- Meekers Grove Location within Wisconsin Meekers Grove Location within the United States
- Coordinates: 42°38′44″N 90°22′10″W﻿ / ﻿42.64556°N 90.36944°W
- Country: United States
- State: Wisconsin
- County: Lafayette
- Town: Elk Grove
- Elevation: 971 ft (296 m)
- Time zone: UTC-6 (Central (CST))
- • Summer (DST): UTC-5 (CDT)
- Area code: 608
- GNIS feature ID: 1577722

= Meekers Grove, Wisconsin =

Meekers Grove is an unincorporated community located in the town of Elk Grove, Lafayette County, Wisconsin, United States. It consists of a grouping of two houses, a One-room school that caught fire and was demolished in 2000, and nearby farms.

== Attractions ==
Red's Supper Club stands at the intersection of County H and State Road 81, approximately 1 mile north of Meeker's Grove.

St. Peter's Catholic Church stands at 26203 St. Peters Road.

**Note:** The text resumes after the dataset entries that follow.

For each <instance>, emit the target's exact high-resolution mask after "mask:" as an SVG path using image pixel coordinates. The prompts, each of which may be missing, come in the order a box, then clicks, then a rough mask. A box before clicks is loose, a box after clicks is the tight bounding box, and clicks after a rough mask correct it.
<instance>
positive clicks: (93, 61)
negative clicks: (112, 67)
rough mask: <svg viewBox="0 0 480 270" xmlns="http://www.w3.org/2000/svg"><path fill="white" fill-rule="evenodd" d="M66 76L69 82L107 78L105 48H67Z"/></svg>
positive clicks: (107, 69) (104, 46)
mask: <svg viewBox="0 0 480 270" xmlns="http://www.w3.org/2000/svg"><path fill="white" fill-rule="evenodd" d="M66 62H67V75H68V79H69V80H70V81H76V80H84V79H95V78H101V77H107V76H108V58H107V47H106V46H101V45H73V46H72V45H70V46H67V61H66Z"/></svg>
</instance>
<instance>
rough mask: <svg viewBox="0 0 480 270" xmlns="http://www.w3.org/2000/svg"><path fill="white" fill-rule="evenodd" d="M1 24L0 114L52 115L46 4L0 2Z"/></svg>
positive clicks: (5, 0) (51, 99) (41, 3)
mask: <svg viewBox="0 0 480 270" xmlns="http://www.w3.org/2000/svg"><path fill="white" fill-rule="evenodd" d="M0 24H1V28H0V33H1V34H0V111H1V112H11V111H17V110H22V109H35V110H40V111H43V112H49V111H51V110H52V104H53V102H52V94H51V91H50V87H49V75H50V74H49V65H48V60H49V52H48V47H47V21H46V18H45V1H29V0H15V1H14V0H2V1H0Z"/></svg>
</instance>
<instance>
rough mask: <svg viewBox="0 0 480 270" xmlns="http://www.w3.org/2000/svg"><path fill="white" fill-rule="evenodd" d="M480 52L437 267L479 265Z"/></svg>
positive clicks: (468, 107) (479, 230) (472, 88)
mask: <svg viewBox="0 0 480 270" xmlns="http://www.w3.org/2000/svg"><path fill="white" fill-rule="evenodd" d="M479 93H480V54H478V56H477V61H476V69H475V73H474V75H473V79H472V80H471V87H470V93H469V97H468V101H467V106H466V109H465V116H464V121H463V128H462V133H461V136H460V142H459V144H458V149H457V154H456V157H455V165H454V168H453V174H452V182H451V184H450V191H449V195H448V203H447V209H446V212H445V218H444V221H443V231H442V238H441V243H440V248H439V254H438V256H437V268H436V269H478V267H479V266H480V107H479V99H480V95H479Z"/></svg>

There is an abandoned rock quarry on Red School Road near the Madden Branch of the Galena River (Illinois), approximately 1 mile east of Meeker's Grove.

== History ==
There used to be a One-room school located at the address 10487 County H (at the intersection of County H and Red School Road) but it was struck by lightning and caught fire in 2000 and was demolished shortly thereafter. You can still see playground equipment and a small parking lot at the location today. This school, painted red, was the namesake for Red School Road.